WELCOME TO FASHION AS A 2ND LANGUAGE: ARE YOU FLUENT?

FA2L is for anyone who cares about beautiful things–clothing, shoes, accessories, home furnishings–and the interconnected tribes of those who make, sell, market and desire them. If something speaks to you, buy it now or hold your peace: there are links in each story, so the item you want is just a click away. I'd like to hear from you, too: please view my profile, use the email button and send me your comments.MG

Sunday, July 12, 2009

In the Nina Ricci Big Top, Theyskens Takes a Fall

Producing cutting-edge fashion, even in the best of times, is a harrowing high-wire act. Business teams at the world's great luxury houses are expert jugglers, balancing production costs, overhead expenditures and advertising fees against revenue from clothing and accessories; makeup and perfume; and a stream of potential licenses. Meanwhile, designers must have talent enough to create exciting collections, plus the instinct to gauge how great a leap adherents will take each season. Talk about a circus! It's gaudy, backbreaking and glamorous by turns, with elephant pyramids, lion tamers, feathered ponies and spangled showgirls galore. High above the center ring is the house designer, who steps out on a wire season after season, show after show––and sometimes falls right off the tightrope.

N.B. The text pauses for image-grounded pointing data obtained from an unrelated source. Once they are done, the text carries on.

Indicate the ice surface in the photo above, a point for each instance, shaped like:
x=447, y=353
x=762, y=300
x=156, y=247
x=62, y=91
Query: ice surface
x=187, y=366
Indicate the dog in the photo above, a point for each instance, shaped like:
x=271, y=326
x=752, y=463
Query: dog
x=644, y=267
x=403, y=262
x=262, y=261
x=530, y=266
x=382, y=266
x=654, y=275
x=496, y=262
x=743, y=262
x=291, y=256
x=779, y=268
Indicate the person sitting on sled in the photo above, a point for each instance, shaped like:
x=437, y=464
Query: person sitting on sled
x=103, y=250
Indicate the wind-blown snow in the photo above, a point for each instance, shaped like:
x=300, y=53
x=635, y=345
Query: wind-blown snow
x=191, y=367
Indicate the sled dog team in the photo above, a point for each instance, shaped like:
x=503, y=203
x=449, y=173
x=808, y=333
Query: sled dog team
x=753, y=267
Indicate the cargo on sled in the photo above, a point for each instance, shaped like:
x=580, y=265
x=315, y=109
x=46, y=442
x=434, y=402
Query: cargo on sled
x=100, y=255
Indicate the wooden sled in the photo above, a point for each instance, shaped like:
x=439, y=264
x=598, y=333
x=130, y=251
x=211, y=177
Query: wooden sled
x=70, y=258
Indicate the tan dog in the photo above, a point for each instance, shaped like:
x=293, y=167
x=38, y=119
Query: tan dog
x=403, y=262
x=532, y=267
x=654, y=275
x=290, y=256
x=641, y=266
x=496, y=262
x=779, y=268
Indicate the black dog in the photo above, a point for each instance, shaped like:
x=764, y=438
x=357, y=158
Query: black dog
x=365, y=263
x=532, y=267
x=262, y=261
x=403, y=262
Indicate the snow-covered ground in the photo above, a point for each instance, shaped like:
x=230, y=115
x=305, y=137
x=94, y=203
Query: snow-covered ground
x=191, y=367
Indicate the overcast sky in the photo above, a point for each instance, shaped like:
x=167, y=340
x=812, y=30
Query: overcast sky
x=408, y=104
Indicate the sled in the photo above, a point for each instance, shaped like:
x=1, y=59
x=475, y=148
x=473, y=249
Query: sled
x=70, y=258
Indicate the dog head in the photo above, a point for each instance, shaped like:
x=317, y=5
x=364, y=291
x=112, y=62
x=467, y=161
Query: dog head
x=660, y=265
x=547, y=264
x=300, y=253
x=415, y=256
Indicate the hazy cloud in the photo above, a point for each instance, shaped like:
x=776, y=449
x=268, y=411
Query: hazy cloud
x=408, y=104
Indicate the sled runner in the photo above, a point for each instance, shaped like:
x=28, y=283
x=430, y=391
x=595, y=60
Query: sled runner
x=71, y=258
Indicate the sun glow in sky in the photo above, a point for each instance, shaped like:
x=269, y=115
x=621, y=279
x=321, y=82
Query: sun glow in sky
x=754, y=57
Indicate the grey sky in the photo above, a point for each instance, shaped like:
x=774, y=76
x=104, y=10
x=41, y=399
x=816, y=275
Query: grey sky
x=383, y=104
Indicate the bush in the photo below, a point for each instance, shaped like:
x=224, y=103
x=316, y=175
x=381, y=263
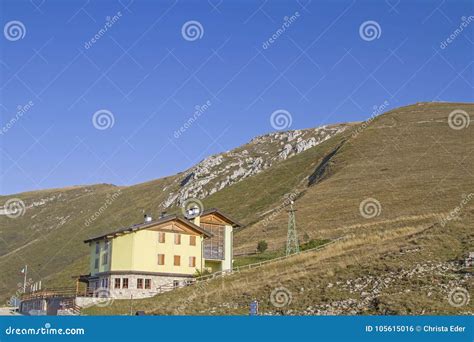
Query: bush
x=262, y=246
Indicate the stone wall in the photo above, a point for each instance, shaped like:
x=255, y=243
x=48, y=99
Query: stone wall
x=158, y=284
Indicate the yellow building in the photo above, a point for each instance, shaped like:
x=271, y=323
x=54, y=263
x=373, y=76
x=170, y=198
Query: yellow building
x=155, y=256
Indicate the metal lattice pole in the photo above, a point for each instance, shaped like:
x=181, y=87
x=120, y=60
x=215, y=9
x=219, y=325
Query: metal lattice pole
x=292, y=245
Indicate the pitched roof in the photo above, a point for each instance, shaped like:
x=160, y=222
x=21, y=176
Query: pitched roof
x=146, y=225
x=225, y=216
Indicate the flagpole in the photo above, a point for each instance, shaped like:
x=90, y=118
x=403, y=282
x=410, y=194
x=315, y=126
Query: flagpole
x=24, y=279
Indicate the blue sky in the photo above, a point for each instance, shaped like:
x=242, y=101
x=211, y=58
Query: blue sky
x=149, y=77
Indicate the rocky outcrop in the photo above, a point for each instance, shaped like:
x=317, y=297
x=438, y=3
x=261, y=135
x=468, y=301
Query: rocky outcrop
x=219, y=171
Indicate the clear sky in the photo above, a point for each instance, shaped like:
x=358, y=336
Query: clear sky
x=152, y=63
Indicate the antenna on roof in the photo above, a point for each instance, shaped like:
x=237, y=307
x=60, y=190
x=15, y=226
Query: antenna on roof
x=192, y=212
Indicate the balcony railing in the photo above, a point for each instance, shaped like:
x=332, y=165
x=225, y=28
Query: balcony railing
x=214, y=252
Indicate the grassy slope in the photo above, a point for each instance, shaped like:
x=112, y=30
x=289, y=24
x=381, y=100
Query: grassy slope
x=416, y=167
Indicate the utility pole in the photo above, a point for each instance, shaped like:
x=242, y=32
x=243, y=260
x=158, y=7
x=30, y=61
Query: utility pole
x=292, y=245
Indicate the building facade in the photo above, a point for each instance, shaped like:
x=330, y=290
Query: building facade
x=157, y=256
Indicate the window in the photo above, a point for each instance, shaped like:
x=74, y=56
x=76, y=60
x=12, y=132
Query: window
x=161, y=259
x=192, y=261
x=105, y=258
x=161, y=237
x=177, y=260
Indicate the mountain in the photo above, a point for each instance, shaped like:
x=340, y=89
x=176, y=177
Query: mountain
x=398, y=193
x=47, y=235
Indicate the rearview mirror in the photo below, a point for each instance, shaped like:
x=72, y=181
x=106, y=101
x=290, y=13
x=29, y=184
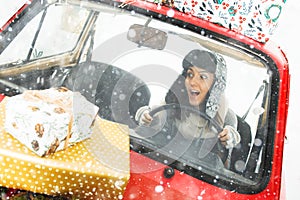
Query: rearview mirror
x=147, y=36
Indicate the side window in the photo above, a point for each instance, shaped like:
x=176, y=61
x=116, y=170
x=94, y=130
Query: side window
x=66, y=28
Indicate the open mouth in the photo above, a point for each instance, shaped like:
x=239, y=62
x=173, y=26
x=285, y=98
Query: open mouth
x=194, y=92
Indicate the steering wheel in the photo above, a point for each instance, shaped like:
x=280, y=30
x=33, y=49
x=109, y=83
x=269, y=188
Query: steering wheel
x=177, y=106
x=147, y=131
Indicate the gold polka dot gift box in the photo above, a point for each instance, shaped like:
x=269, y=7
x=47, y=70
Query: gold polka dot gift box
x=92, y=165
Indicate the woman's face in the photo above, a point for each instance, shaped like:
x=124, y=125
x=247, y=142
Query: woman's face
x=198, y=82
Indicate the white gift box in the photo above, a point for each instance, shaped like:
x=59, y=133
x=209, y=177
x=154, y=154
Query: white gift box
x=49, y=120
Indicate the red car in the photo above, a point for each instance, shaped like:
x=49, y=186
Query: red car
x=126, y=55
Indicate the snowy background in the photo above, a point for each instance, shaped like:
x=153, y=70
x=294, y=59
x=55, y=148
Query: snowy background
x=286, y=37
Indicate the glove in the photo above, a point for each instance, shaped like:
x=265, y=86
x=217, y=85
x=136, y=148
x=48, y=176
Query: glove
x=142, y=116
x=234, y=137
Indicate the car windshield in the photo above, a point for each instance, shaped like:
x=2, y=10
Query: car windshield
x=122, y=61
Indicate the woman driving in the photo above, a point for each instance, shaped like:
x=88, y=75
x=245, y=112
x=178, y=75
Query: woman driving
x=201, y=87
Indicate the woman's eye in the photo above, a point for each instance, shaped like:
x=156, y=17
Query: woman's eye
x=203, y=76
x=190, y=74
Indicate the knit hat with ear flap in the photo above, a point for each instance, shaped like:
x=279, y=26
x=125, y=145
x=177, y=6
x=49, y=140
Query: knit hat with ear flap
x=213, y=63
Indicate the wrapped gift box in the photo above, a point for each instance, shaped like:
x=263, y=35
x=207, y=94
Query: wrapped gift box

That's what happened to Olivier Theyskens at Nina Ricci in March. Theyskens is a Belgian designer who's been hailed as a fashion genius, for his own collections (of which Madonna was an early champion: in 1998, she wore his clothes to the Oscars and VH1's Fashion Awards) and for his work at Rochas and Nina Ricci. FA2L remembers discovering some of Theyskens' first pieces in Paris and marveling that gowns and jackets so shockingly new could have as much presence and audacity as vintage couture. Unfortunately, audacity can be a problem: it whips fashionistas into a frenzy, but the house doesn't make money selling only front row seats. Rumors circulated for months that Theyskens and Nina Ricci would part ways (the brass at parent company Puig apparently sat him down after the Spring '09 show for a "talking to") and the extraordinary Fall '09 collection, unveiled on March 5, left no doubt. It was a thrilling parade of razor-sharp tailoring, glittering modern materials and death-defying platform shoes, but Puig's bean counters decided these dark goddesses were striding too far ahead of the curve. By March 10, Theyskens was out.

Obviously, many of the clothes Theyskens sent down the runway in that last show never went into production. In June, Puig held a fire sale of old stock and current samples--in other words, anything that might suggest Oliver Theyskens had ever worked there. The irony is almost too much to bear--in just a few seasons, Theyskens single-handedly put Nina Ricci back on the fashion map (from which it had been missing for decades). Meanwhile, a few pieces--including the skinny grey jacket and pants in the photo above--are arriving in stores. Check them out for yourself and, if they fit your body, your life and your budget, buy them. Then step out on your own daily tightrope in style.